1. There can be no doubt that the defendants were liable in this action on the facts which must have been found by the jury in rendering a verdict for the plaintiff under the instructions given to them by the court. It is now the well settled rule of law in this commonwealth that in all cases wher a highway, turnpike, bridge, town way or other way is laid across a natural stream of water, it is the duty of those who use such franchise or privilege to make provision by open bridges, culverts or other means for the free current of the water, so that it shall not be obstructed and pent up to flow back on lands belonging to the riparian proprietors. And it is their duty not only to *358make such bridge, culvert or passage for water, but to keep it in such condition that it shall not obstruct the stream; Rowe v. Granite Bridge, 21 Pick. 344. Anthony v. Adams, 1 Met. 284. Lawrence v. Fairhaven, 5 Gray, 116. Perry v. Worcester, 6 Gray, 544.
2. Evidence tending to show an adjustment of damages with the plaintiff, and a satisfaction thereof in whole or in part, was rightly excluded. No such ground of defence was set forth in the answer, and as it was clearly matter in discharge of the action, it was necessary to plead it in order to render proof of it admissible. St. 1852, c. 312, § 18.
3. The case was submitted to the jury under instructions which embodied so much of the defendants’ prayers as was consistent with the rules of law. The damage caused to the plaintiff’s property was found by the jury to have been occasioned solely by the negligence of the defendants, to which no improper or careless act or omission of the plaintiff in any degree contributed.
4. The loss of rents, suffered by the plaintiff, cannot be recovered in this action.

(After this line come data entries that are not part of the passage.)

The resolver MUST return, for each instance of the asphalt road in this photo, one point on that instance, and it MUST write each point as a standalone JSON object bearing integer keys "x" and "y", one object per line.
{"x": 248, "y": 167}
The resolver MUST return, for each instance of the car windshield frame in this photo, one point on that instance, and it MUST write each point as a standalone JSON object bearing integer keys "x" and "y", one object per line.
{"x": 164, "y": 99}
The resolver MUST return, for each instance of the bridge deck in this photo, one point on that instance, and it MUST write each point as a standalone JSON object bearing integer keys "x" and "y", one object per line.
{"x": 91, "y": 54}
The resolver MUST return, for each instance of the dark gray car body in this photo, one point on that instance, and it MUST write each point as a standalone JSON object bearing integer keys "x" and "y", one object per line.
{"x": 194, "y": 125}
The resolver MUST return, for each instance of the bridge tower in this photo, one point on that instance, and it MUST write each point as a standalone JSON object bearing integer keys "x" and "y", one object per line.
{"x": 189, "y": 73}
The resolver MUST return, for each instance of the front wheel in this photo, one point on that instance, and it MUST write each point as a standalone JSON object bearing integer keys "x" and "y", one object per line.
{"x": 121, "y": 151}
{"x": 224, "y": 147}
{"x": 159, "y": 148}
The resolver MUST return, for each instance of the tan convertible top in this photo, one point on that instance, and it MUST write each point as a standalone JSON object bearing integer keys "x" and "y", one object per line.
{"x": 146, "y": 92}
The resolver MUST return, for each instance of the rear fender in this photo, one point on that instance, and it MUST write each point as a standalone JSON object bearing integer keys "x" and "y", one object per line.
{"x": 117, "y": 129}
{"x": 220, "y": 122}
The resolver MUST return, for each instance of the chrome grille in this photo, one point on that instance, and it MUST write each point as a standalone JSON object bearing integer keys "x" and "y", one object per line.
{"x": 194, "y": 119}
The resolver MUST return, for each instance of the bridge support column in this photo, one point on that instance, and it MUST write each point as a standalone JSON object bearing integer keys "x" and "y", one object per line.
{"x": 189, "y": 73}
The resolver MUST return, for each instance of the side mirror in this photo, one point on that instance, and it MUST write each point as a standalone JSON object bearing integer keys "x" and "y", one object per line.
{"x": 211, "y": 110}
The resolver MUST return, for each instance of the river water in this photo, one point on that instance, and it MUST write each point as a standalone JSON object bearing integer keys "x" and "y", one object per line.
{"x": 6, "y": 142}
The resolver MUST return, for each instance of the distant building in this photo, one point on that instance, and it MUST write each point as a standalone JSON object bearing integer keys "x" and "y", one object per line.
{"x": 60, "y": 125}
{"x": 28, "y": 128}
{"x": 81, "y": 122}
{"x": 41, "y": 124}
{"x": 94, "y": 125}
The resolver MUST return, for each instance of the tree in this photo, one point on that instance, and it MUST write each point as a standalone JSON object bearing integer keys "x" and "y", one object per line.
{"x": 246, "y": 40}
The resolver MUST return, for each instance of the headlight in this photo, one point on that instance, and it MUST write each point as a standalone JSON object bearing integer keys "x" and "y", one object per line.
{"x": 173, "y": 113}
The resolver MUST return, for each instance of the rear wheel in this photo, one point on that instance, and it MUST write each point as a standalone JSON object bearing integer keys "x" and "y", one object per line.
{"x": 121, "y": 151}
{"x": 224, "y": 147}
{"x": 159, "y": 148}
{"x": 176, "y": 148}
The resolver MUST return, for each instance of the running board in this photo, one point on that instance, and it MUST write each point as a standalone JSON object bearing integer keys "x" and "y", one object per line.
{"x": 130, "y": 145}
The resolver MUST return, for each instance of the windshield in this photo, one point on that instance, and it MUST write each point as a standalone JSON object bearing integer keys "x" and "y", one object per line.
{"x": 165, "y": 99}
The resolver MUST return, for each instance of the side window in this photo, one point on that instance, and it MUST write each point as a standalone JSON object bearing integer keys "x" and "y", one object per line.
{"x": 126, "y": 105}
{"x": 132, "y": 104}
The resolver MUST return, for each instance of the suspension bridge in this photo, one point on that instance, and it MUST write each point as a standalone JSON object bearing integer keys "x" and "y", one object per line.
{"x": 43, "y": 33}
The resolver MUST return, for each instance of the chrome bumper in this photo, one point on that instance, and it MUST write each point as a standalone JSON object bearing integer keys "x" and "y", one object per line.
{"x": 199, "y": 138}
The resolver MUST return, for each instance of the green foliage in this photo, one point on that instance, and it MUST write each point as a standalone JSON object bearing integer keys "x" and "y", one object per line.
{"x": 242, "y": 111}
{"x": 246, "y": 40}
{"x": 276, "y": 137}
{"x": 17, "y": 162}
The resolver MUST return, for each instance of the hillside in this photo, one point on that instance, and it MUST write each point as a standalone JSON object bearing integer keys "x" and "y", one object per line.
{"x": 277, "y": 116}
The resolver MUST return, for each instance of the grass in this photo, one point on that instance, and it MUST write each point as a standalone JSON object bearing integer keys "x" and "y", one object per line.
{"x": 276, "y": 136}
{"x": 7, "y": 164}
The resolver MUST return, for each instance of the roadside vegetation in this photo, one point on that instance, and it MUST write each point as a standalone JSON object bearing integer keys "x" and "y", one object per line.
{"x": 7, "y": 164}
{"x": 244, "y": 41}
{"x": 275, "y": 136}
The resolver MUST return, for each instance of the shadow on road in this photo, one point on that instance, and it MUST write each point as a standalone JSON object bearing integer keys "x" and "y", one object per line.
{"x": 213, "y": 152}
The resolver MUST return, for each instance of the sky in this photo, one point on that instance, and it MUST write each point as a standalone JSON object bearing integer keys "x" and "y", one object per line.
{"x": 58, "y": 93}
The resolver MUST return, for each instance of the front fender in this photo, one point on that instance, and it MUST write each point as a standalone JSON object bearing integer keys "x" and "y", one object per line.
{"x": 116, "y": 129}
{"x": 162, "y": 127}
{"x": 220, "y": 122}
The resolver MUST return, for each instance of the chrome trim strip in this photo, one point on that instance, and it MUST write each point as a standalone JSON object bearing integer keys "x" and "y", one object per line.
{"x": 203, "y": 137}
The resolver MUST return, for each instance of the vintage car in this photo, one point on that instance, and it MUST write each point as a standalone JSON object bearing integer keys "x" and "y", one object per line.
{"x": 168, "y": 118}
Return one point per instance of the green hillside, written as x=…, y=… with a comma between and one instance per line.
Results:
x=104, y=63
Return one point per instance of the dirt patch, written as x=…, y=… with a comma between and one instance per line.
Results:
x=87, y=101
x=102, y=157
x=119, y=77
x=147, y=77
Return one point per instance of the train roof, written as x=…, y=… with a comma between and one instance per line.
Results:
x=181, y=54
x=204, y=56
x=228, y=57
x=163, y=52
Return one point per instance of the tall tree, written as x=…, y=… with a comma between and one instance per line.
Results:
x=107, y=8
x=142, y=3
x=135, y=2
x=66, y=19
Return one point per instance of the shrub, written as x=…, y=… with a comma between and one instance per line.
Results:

This was in the nature of special damages, not necessarily resulting from the careless or negligent act of the defendants, which should have been specially set forth in the declaration, in order that the defendants might have notice of this claim and be prepared to meet it. Baldwin v. Western Railroad, 4 Gray, 333. But as this item of damages was assessed separately by the jury, the plaintiff can remit so much of the amount of the whole verdict as is equivalent to the sum of the rents thus found to have been lost, and thereupon the entry will be Judgment on the verdict.